A Chave Mestra / The Skelton Key

Nota: ★½☆☆

Uma casa grande, bonita, rica, atraente, impressionante. De preferência (mas não necessariamente) um tanto isolada do resto deste insensato mundo. Uma pessoa ou um grupo de pessoas jovens, alegres, cheias de vida, que chegam àquela casa. E aí, depois de algum tempo… tcham-tcham-tcham-tcham… Perigo!

Dizer que há mais filmes sobre casarões assombrados, amaldiçoados, sombrios, condenados do que grãos de areia numa praia, mesmo uma praia pequena como a Vermelha, no Rio de Janeiro, ou Guaiúba, no Guarujá, talvez seja um pouquinho exagerado. Mas só um pouquinho.

A Chave Mestra/The Skeleton Key, co-produção EUA-Alemanha de 2005, dirigida pelo inglês Iain Softley, autor do interessante K-Pax – O Caminho da Luz (2001) e do ótimo Asas do Amor/The Wings of Dove, é, digamos assim, um dos 2.345.328 filmes desse tipo. Mas tem Kate Hudson, aquela moça de beleza perfeita, de rosto que parece ter sido esculpido pela própria Divindade, e Gena Rowlands,  mulher fascinante que, mais que atriz, transformou-se num mito, numa lenda. E então me dispus a ver a coisa.

Um casarão isolado no meio de mata e pântanos – mas perto de Nova Orleans

O casarão da vez é grande, impressionante – e seguramente já foi bonito, rico e atraente no passado, mas agora, na época em que a história se passa, os nossos dias, parece decrépito, corroído pelo tempo. Quase acabado, quase caindo aos pedaços.

É uma daquelas mansões imponentes do Sul Profundo dos Estados Unidos, aquelas propriedades gigantescas construídas antes da Guerra da Secessão, antes que os ianques arrogantes tivessem aquela idéia maluca de acabar com a escravidão. Mansões dos barões da agricultura do majestoso Sul Profundo, diante das quais as mansões dos barões de café que sobraram na Avenida Paulista, em Higienópolis e nos Campos Elíseos, em São Paulo, só para dar uma comparação com algo um pouco mais próximo de nós, parecem minúsculas, coisas de somenos importância.

A mansão majestosa fica no meio dos terrenos pantanosos do Great State of Louisiana, na região do Delta do Mississipi. Não longe demais da vida agitada de New Orleans – mas, ao mesmo tempo, de fato distante deste insensato mundo. Bem no final do filme, há uma esplêndida tomada aérea da mansão, num suave zoom – a casa vai ficando mais distante, a câmara vai se afastando cada vez mais, e o espectador constata mais uma vez que toda aquela propriedade é cercada por mata verdejante e cursos d’água, pântano, mangue. Não há vizinho algum próximo à grande casa.

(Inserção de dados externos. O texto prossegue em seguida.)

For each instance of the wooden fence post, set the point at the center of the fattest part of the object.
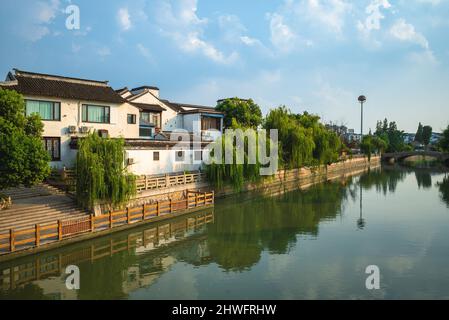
(12, 240)
(38, 235)
(59, 230)
(92, 223)
(127, 215)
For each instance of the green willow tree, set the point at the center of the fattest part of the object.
(426, 135)
(444, 142)
(219, 173)
(304, 140)
(23, 159)
(101, 174)
(245, 113)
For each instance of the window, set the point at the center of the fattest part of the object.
(48, 111)
(145, 118)
(208, 123)
(145, 132)
(53, 147)
(155, 120)
(96, 114)
(198, 155)
(179, 156)
(132, 119)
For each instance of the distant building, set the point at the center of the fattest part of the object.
(409, 137)
(435, 138)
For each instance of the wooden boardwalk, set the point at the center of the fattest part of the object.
(38, 205)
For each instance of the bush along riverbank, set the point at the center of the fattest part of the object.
(293, 179)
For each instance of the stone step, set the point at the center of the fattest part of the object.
(25, 224)
(22, 211)
(30, 216)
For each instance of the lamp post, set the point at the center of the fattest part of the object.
(362, 100)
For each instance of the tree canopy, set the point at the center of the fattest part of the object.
(303, 139)
(426, 135)
(444, 142)
(101, 176)
(419, 134)
(23, 159)
(389, 133)
(244, 113)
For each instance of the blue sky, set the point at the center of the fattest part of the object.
(314, 55)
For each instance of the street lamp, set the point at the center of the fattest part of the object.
(362, 100)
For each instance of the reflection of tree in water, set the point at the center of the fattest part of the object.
(424, 179)
(385, 180)
(243, 229)
(444, 190)
(107, 275)
(29, 291)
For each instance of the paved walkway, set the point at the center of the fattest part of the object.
(38, 205)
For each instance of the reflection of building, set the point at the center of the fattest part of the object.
(136, 277)
(139, 257)
(409, 138)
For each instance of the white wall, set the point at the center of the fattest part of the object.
(192, 122)
(170, 118)
(71, 116)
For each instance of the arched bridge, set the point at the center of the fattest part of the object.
(399, 156)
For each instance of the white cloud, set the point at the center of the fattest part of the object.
(329, 13)
(406, 32)
(432, 2)
(124, 19)
(372, 21)
(282, 37)
(144, 51)
(103, 51)
(41, 15)
(179, 21)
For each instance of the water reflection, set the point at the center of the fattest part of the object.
(232, 239)
(111, 267)
(444, 190)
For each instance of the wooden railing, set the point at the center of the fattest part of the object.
(16, 240)
(39, 268)
(68, 178)
(165, 181)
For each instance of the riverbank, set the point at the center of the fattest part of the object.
(284, 181)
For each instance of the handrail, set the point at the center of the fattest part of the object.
(21, 239)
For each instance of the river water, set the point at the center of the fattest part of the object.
(313, 244)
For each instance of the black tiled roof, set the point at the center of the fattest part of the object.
(65, 88)
(148, 107)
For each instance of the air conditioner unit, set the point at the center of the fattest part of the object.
(103, 133)
(84, 130)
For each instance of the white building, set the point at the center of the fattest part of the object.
(71, 108)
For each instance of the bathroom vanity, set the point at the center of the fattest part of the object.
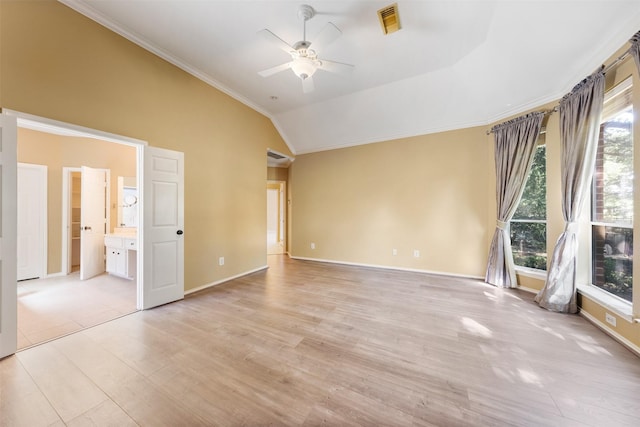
(122, 254)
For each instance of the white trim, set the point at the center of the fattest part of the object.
(44, 214)
(43, 124)
(613, 334)
(388, 267)
(618, 306)
(531, 272)
(526, 289)
(58, 274)
(227, 279)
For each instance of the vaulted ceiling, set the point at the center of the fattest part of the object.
(453, 64)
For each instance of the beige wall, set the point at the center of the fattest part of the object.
(56, 152)
(427, 193)
(56, 63)
(277, 174)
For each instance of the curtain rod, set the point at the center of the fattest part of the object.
(616, 62)
(604, 71)
(546, 113)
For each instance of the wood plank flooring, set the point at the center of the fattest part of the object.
(311, 344)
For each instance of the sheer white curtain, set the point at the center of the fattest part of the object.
(580, 116)
(515, 146)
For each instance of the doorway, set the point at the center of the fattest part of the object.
(276, 225)
(160, 179)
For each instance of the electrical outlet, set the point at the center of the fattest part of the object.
(610, 319)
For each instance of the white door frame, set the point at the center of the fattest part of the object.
(43, 251)
(65, 262)
(42, 124)
(65, 267)
(282, 212)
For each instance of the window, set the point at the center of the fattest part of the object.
(529, 223)
(612, 196)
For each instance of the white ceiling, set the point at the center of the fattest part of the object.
(454, 64)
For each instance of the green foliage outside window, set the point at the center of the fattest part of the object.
(529, 238)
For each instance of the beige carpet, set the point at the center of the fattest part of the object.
(54, 307)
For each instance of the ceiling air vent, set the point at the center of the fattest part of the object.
(275, 155)
(389, 19)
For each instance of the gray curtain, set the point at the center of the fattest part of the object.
(580, 116)
(635, 48)
(515, 146)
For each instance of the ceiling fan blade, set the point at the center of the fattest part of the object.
(335, 67)
(276, 41)
(307, 85)
(328, 34)
(273, 70)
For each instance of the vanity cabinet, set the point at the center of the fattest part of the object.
(121, 255)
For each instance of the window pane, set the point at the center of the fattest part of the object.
(529, 244)
(533, 204)
(613, 259)
(612, 196)
(613, 177)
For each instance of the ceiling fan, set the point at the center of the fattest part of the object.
(304, 61)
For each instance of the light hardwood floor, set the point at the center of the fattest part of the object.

Tão longe, tão perto: embora isolada ali naquele lugar ao mesmo tempo belíssimo e um tanto assustador, fantasmagórico – pântano não remete sempre a algo estranho, misterioso, sombrio? –, a propriedade não está tão distante assim de uma boa estrada asfaltada. É Sul Profundo, mas são os Estados Unidos da América, o país mais rico que já houve no planeta, e há boas estradas asfaltadas em absolutamente qualquer lugar.

Caroline Ellis, a lindérrima jovem que é a protagonista da história, poderá vencer a distância entre o casarão isolado e o centrinho de Nova Orleans em cerca de uma hora – não muito mais que isso.

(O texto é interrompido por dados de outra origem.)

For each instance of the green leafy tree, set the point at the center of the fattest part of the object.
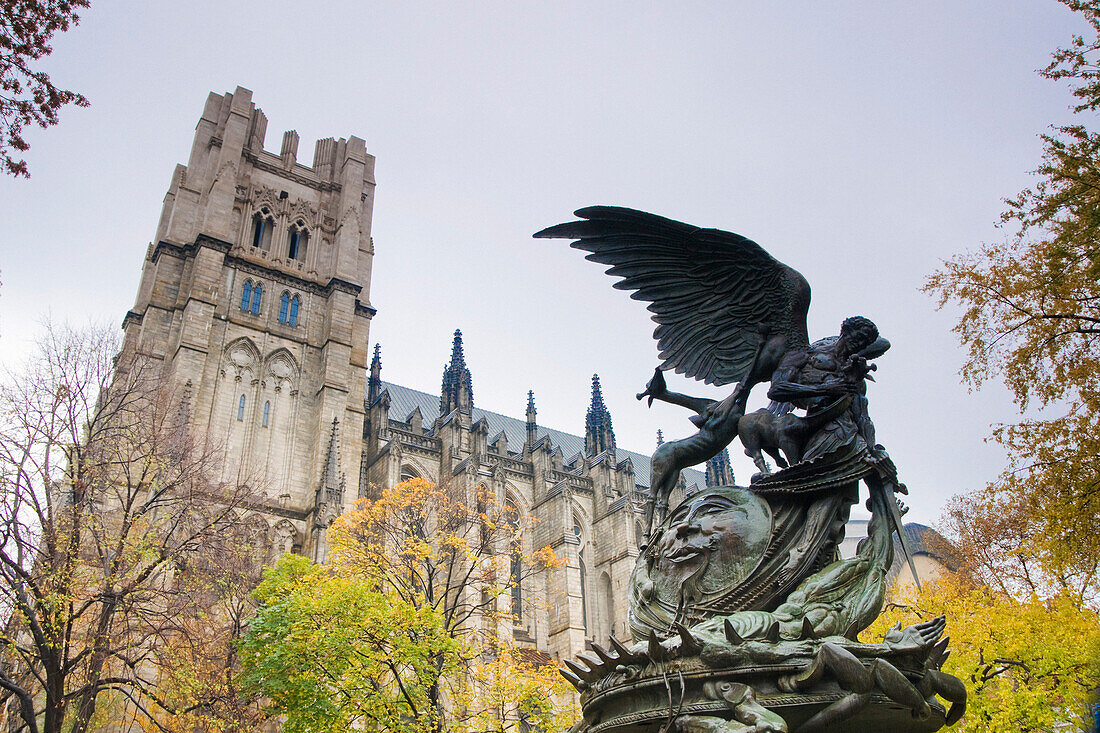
(398, 630)
(1031, 318)
(334, 654)
(28, 96)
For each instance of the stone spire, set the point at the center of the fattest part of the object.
(331, 481)
(458, 390)
(598, 435)
(532, 426)
(374, 383)
(718, 470)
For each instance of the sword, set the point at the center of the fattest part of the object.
(893, 513)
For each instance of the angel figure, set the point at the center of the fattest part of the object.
(727, 313)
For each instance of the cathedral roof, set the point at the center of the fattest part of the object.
(405, 400)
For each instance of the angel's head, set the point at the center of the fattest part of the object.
(857, 334)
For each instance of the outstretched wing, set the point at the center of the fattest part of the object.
(716, 296)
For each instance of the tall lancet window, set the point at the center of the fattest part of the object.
(263, 226)
(298, 240)
(512, 520)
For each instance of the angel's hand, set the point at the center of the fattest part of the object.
(655, 389)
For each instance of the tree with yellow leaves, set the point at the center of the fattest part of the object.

E ela fará a viagem entre a propriedade e o centrinho de Nova Orleans várias vezes, ao longo dos 104 minutos do filme.

A jovem Caroline se candidata a cuidadora de um velho que teve um AVC

Caroline Ellis – o papel de Kate Bela Barbie Hudson – é uma jovem de 25 anos de idade, de Hoboken, Nova Jersey (Hobeken, vejam só, a cidade de Frank Sinatra!), que, jamais saberemos por que, resolveu se mudar para o Sul Profundo, para a cidade que é o berço do jazz, a metrópole do Estado que foi primeiro ocupado pelos franceses, um estranho pedaço dos US of A em que muita gente ainda fala francês, ou algo que parece francês.

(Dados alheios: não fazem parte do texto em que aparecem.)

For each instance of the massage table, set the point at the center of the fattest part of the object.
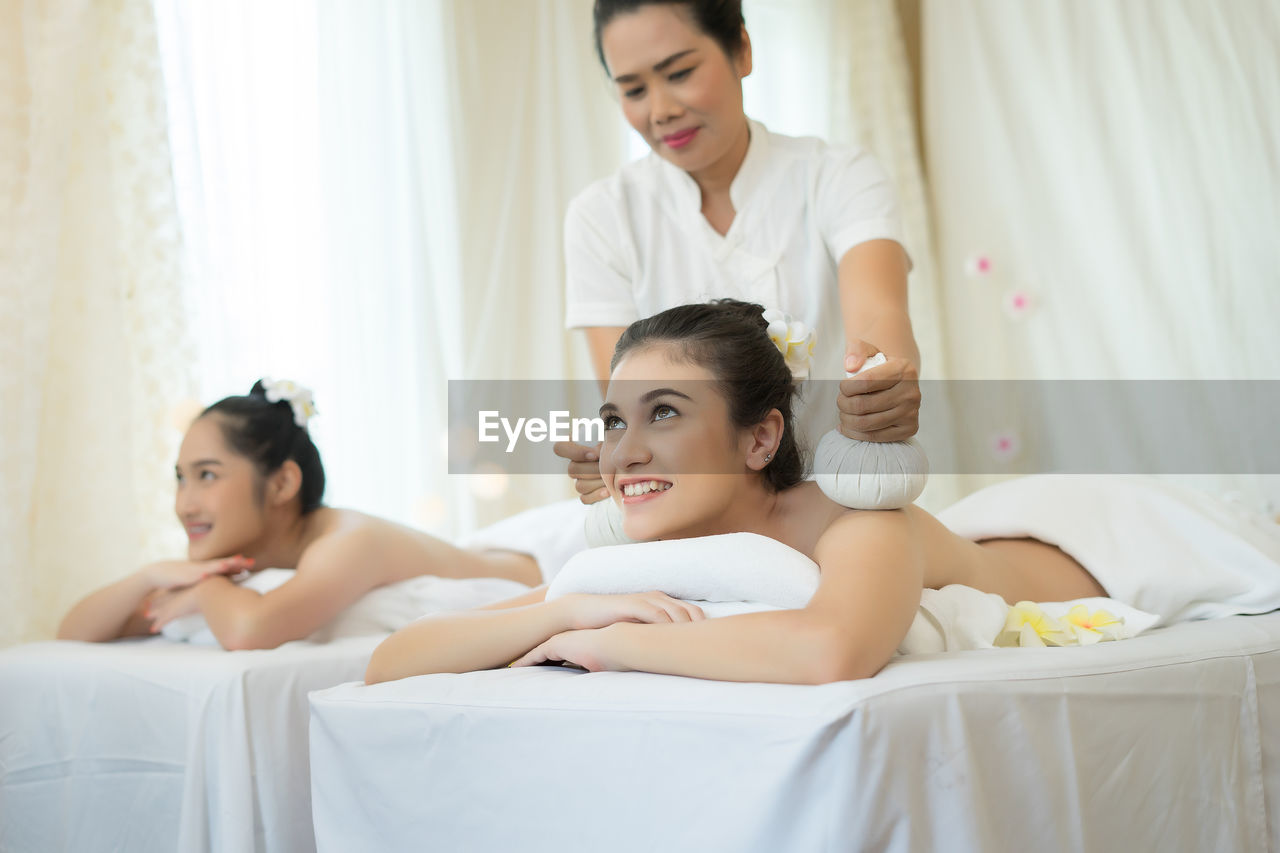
(1168, 740)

Linda feito uma Primavera de Boticelli, Caroline é uma jovem séria, trabalhadora. Quer estudar para se tornar enfermeira, e trabalha em uma instituição que abriga idosos. Com carinho e abnegação, cuida de um senhor que está à morte, lê para ele A Ilha do Tesouro de Robert Louis Stevenson. Quando o senhorzinho morre, Caroline percebe que aquele lugar não cuida bem dos pacientes, é um lugar insensível cheio de profissionais insensíveis. Então, quando o filme está aí só com uns 5 minutos, ela se encontra com sua amiga Jill (Joy Bryant), com quem divide um apartamento, vão as duas a uma boate dançar, e daí a pouco Caroline está decidida a pegar o emprego – anunciado num jornal – de cuidadora de um senhor que mora no lugar tal e tal, um tanto afastado da cidade, mas não demais.

Caroline viaja no seu Fusca vermelho até a mansão imensa mas decadente e decaindo do casal Devereaux. De-ve-rou, como dizem os da língua que se impôs após a saída dos franceses.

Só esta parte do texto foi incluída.